National Deafblind Child Count, NTAC: "The term, 'children with deafblindness,' means children and youth having auditory and visual impairments, the combination of which creates such severe communication and other developmental and learning needs that they cannot be appropriately educated without special education and related services, beyond those that would be provided solely for children with hearing impairments, visual impairments, or severe disabilities to address their educational needs due to these concurrent disabilities."
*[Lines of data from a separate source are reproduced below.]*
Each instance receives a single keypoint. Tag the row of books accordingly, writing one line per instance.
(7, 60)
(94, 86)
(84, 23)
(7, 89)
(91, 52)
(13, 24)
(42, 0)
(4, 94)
(2) Deaf-blindness. A student with deaf-blindness is one who has been determined to meet the criteria for deaf-blindness as stated in 34 CFR, §300.7(c)(2). In meeting the criteria stated in 34 CFR, §300.7(c)(2), a student with deaf-blindness is one who, based on the evaluations specified in subsections (c)(3) and (c)(12) of this section:
(A) meets the eligibility criteria for auditory impairment specified in subsection (c)(3) of this section and visual impairment specified in subsection (c)(12) of this section;
(B) meets the eligibility criteria for a student with a visual impairment and has a suspected hearing loss that cannot be demonstrated conclusively, but a speech/language therapist, a certified speech and language therapist, or a licensed speech language pathologist indicates there is no speech at an age when speech would normally be expected;
(C) has documented hearing and visual losses that, if considered individually, may not meet the requirements for auditory impairment or visual impairment, but the combination of such losses adversely affects the student's educational performance; or
(D) has a documented medical diagnosis of a progressive medical condition that will result in concomitant hearing and visual losses that, without special education intervention, will adversely affect the student's educational performance.
Meeting eligibility in one of these ways requires both hearing and vision professionals at least attend ARD meetings.
The majority of students reported on the Deafblind Census will fall into one of the 4 categories above.
Examples of (A) could include
a child with Usher Syndrome 1, where the hearing loss is well documented and the vision loss has resulted in visual field loss.
a child with hearing loss and vision result of prenatal exposure to CMV.loss as the cause of both hearing and vision loss.
An example of (B) could include students with suspected hearing loss and the team needs one year to confirm or deny the presence of the hearing loss. It was not intended that these students maintain this form of eligibility for longer than one year.
A examples of (C) could include the student with Down Syndrome who has high myopia and a mild fluctuating conductive hearing loss. Alone, these losses may not impact education. However, given the presence of Down Syndrome together with these mild losses, the educational impact of the combined losses may be greater than anticipated. This could be confirmed by a functional vision and functional hearing assessment.
A example of (D) would include students with Usher type 2 where the hearing loss is present from birth but the vision loss is slow to develop. These students may not show any vision loss until very late in their high school years but there may be value working on a transition plan for them. There may be value in connecting the to other students and families with Usher type 2.
There may be students who could be placed on the Deafblind Census that an ARD committee has decided do not meet the above criteria. These could include:
A student in general education who does not need special education and yet has a combined hearing and vision loss (including progressive losses). An example would include a student with Usher type 2 for whom the hearing loss is not creating educational need and the vision loss has not progressed to the point of educational need either. A student like this may or may not be receiving 504 services
A student who meets eligibility but the ARD committee has decided to not consider one or another of the sensory categories, usually for social/emotional reasons. An example of this would be the student with Usher type 1 who has grown up profoundly deaf, uses visual communication and is considered too emotionally fragile at this time to receive the additional label of visually impaired.
Students suspected of being deafblind but more assessment is needed. These students can remain on the census for year as assessment data is being collected. Assessment could include functional vision and functional hearing testing in the absence of good eye medical or audiological information. This might include the student who is so medically fragile that trips outside the home to get this kind of medical information are not easily possible.